# Neutrality & empiricism -- need some help



## nwink (Jul 8, 2011)

I have been more purposefully studying apologetics as of late, and I have a couple questions that I could use some explanation on (practical examples, etc). So some explanation for a non-sophisticated person like myself would be helpful.

(1) What does the myth of neutrality actually look like in an apologetic conversation? Meaning, what are some ways an unaware Christian may be tempted to be "neutral" in discussion with a non-Christian?

(2) What is the best way to challenge an empiricist? Meaning, what are some reasons or some explanation I could give an empiricist for why senses shouldn't be trusted as the ultimate determination of knowledge/truth (in his evolutionary worldview)?


----------



## cih1355 (Jul 8, 2011)

> (1) What does the myth of neutrality actually look like in an apologetic conversation? Meaning, what are some ways an unaware Christian may be tempted to be "neutral" in discussion with a non-Christian?



If someone were to say the following to a non-Christian, he would appear to be neutral.

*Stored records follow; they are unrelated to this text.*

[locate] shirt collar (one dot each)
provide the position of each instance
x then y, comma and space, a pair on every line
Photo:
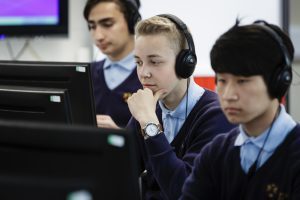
127, 62
280, 129
194, 94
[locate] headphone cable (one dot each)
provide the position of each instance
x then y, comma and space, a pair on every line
253, 167
187, 97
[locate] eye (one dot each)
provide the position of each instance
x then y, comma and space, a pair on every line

"Follow the evidence where it leads."
"Here is some evidence in favor of Christianity. You judge for yourself if it is true. You weigh it out."
"The evidence for Christianity makes Christianity more likely to be true than false."

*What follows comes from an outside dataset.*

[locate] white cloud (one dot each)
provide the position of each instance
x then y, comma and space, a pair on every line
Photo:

You don't want to give the impression that there is some method for finding truth that everyone agrees with. 



> (2) What is the best way to challenge an empiricist? Meaning, what are some reasons or some explanation I could give an empiricist for why senses shouldn't be trusted as the ultimate determination of knowledge/truth (in his evolutionary worldview)?

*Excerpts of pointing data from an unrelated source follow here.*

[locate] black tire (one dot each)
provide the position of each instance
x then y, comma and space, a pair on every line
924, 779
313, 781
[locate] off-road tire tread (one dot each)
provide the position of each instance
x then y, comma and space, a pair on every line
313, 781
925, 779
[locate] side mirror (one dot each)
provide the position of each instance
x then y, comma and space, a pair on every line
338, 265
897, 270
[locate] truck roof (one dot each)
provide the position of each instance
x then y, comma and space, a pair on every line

You could say the following to an empiricist.

"How do you know that empiricism is true? Do you know that by your sense experience?"


----------



## nwink (Jul 8, 2011)

So when an unaware Christian takes a "neutral" stance: (1) he makes it seem as if Christianity is _probably_ true (and if it is "probably" true, it is just as likely that it probably _isn't_ true), (2) it just shows neutrality is a myth because each person's presupposition may allow them to be more or less "convinced" by certain "neutral" evidences.

To pretend to be neutral is to deny that one has a presupposition or faith claim, which is impossible...and when so doing, the Christian would be somewhat denying his faith in the face of the unbeliever (or at least denying the authority of God).

Is this correct?


----------



## Philip (Jul 8, 2011)

> Meaning, what are some reasons or some explanation I could give an empiricist for why senses shouldn't be trusted as the ultimate determination of knowledge/truth (in his evolutionary worldview)?



By demonstrating their limits. Ask how the person knows that George Washington was the first President of the United States. The evidence for this proposition is not empirical at all: you are assuming, in fact, that the evidence has not been tampered with and that no one is trying to deceive you into believing a false proposition about who the first president was.



> You don't want to give the impression that there is some method for finding truth that everyone agrees with.



There isn't? Funny, most people I know would agree that we know the external world by means of the senses.


----------